I’ve been there - studying model output for hours to check a model is working. There’s some better ways than this. For example designing backtests to check a model does better than a baseline. The trouble with these methods is they don’t categorically show that a model doing exactly as it is designed to do; they’re also not automated, or (as with a backtest) are expensive to run; and sometimes they’re harder to design than the model itself! Tests that are not automated mean as soon as you make changes you need to do another lengthy check or risk the model being invalid. Other options are unit and integration tests, which are automated, but these don’t explicitly check the model is working correctly.
The way I solve this problem is test datasets. We often spend a lot of time as data scientists waiting for data to arrive. Why not create a test dataset during that time (it only takes about an hour for simple pipelines, which is a lot less than typical data lead time). This test dataset should: be modelled off the schema of your source data; have output that, once processed through your modelling pipeline, is known exactly. For example:
- If you have a regression pipeline, you could generate random linearly related data and check held-out predictions match your actuals within a desired level of tolerance.
- If you have a forecasting pipeline, you could check it can predict on timeseries data generated from an ARIMA process within a desired level of tolerance.
This does not replace the function of a backtest: it is not checking if the model actually works well on the problem at hand.
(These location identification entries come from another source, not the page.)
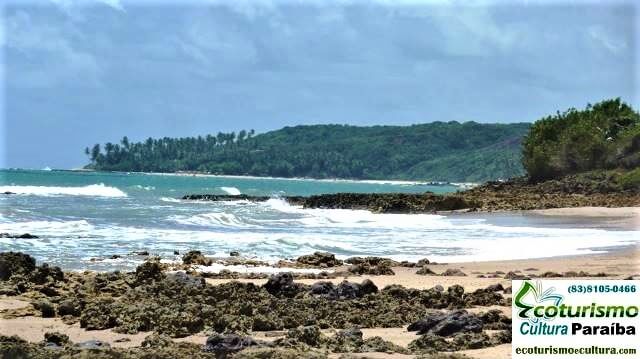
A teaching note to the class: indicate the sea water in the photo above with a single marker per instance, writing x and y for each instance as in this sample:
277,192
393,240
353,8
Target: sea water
82,219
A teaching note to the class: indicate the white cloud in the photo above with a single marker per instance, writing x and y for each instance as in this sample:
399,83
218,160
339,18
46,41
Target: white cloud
599,35
50,57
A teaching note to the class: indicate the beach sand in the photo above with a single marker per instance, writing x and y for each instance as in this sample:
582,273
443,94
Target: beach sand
617,264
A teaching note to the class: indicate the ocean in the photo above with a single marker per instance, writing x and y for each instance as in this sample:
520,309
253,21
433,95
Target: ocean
82,219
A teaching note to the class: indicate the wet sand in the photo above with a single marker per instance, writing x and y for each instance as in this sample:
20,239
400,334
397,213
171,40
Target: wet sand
617,264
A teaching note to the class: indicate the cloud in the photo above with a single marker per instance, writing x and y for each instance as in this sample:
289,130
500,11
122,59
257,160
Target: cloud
600,36
44,55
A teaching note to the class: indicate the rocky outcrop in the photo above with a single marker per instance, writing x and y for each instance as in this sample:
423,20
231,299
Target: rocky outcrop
319,259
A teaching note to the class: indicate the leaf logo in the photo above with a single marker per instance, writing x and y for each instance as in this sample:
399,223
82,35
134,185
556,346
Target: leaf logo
530,296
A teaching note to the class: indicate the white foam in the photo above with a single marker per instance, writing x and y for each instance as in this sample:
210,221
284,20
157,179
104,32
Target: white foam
96,190
231,190
213,218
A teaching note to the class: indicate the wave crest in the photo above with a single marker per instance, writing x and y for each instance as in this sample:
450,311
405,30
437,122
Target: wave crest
95,190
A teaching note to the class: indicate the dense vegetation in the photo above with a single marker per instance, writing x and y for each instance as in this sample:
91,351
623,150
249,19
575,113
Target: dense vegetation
437,151
602,136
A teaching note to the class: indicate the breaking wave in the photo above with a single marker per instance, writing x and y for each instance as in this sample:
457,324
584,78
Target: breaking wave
95,190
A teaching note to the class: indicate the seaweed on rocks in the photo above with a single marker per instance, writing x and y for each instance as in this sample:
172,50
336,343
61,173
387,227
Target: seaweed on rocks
382,268
197,258
12,263
446,324
225,345
282,284
425,271
319,259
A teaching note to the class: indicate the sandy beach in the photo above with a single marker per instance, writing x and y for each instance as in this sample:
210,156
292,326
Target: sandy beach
18,316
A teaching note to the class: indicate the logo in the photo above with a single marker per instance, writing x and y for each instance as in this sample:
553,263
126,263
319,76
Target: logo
530,297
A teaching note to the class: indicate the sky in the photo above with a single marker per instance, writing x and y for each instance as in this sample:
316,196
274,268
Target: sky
79,72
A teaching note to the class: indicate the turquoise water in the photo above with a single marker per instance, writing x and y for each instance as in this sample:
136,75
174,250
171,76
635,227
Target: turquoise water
82,218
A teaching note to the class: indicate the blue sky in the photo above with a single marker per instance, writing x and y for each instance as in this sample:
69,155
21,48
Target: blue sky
77,72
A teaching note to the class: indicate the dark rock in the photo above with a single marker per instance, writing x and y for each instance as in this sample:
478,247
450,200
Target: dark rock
56,338
46,308
227,344
382,268
319,259
185,280
423,262
516,276
453,272
446,324
93,345
425,271
156,341
149,270
44,274
494,288
68,307
18,236
196,257
282,284
344,290
15,263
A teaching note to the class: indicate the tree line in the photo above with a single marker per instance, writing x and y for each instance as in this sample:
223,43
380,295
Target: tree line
439,151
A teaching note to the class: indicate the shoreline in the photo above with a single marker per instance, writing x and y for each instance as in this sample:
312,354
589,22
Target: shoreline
17,317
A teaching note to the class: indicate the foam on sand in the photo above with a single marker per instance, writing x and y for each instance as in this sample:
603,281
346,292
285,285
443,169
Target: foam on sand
231,190
95,190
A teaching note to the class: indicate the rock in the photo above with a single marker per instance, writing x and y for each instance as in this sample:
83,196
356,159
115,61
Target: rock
428,343
68,307
470,340
278,353
93,345
516,276
44,274
453,272
495,320
319,259
196,257
282,284
344,290
423,262
446,324
382,268
494,288
150,270
56,338
15,263
484,297
227,344
309,335
46,308
425,271
156,341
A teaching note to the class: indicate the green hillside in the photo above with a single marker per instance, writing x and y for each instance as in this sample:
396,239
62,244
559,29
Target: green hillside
435,151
But what it does is check that your modelling pipeline is doing exactly what it’s designed to do. This is especially important when you have quite a complex pipeline which is doing multiple data transformations before applying the model. It’s easy to make a mistake with these transformations and not notice. The test can also be automated, and is cheap to run (if you keep your test dataset small), so you get a free integration test on your full pipeline. That way if you make any changes you can just run the test again to check things are still working as expected. You can also add some tests in between different stages of the pipeline to get integration tests on different parts of the pipeline for free.